Num dia de sol, resolvo sair para almoçar num dos vários restaurantes de Jeri, bem distante da minha pousada. Quando termino de comer, de uma hora para a outra o céu fica negro e uma tempestade assustadora me pega completamente desprevenida.
São raios e trovões para todos os lados. O aguaceiro torrencial me força a buscar refúgio sob um pedaço ridiculamente pequeno de telhado, meus pés já afundados na água barrenta que corre pela rua de terra. Fico imóvel, prisioneira daquele arremedo de telhado. É inútil tentar sair dali.
De repente, do outro lado da rua, vejo dois pares de olhos que me observam atentamente. São Val e Maria, que já estão comodamente abrigadas da chuva, dentro da van que dali a poucos minutos irá levá-las de volta a Preá. As duas cochicham algumas palavras entre si e em seguida uma delas – Maria – de repente salta da van e corre em minha direção para me entregar seu proprio guarda-chuva, com um enorme sorriso no rosto. Reparo que ela ficou com a roupa e o cabelo encharcados. Constrangida, tento lhe dizer que não posso aceitar aquela generosidade que me parece excessiva, mas ela insiste: “Não se preocupe, pode deixar o guarda-chuva na pousada que eu o pego lá amanhã!” E volta correndo para a van debaixo do temporal, para iniciar sua viagem de volta para casa - só que hoje ela irá com a roupa molhada.

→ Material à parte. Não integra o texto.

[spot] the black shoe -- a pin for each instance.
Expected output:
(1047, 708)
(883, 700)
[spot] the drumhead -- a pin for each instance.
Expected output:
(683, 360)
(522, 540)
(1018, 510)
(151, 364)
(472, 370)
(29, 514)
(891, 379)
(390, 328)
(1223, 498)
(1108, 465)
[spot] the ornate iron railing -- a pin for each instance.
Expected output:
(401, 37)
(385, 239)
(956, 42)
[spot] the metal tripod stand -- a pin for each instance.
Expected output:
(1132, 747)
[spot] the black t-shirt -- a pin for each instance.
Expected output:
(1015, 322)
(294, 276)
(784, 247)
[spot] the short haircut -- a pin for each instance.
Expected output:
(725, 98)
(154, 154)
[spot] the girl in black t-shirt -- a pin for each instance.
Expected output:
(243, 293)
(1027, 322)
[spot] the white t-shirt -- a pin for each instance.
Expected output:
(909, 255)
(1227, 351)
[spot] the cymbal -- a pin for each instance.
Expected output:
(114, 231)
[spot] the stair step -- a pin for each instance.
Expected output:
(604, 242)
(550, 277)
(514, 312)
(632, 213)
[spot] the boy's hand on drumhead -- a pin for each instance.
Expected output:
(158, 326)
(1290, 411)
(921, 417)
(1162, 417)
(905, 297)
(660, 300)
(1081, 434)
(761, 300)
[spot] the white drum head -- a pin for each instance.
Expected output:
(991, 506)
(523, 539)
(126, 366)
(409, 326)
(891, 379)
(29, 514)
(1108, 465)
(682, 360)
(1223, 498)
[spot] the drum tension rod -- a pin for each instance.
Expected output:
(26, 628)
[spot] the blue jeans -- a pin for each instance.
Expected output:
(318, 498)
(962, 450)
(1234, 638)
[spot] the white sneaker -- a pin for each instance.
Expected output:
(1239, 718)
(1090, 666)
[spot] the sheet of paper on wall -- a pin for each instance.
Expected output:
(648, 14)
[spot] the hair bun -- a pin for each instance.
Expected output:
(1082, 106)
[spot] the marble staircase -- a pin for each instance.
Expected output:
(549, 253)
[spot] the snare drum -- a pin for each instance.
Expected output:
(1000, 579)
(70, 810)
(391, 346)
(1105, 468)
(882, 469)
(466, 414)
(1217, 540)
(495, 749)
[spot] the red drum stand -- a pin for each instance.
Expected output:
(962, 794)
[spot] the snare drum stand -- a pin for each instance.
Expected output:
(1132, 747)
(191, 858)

Enquanto caminho de volta à pousada, sob a proteção daquele guarda-chuva providencial,  sinto um misto de gratidão e, principalmente, admiração. O poema famoso de Mayakovsky me vem à cabeça:

Brilhar para sempre,
brilhar como um farol,
brilhar com brilho eterno,
gente é para brilhar...

No dia seguinte, quando fui tomar meu café da manhã, Maria e Val já estavam lá à minha espera, sorridentes como sempre. Depois do clic da foto, um trecho da música Gente do Caetano me faz cantarolar mentalmente e me acompanha pelo resto do dia:

Gente espelho da vida, doce mistério...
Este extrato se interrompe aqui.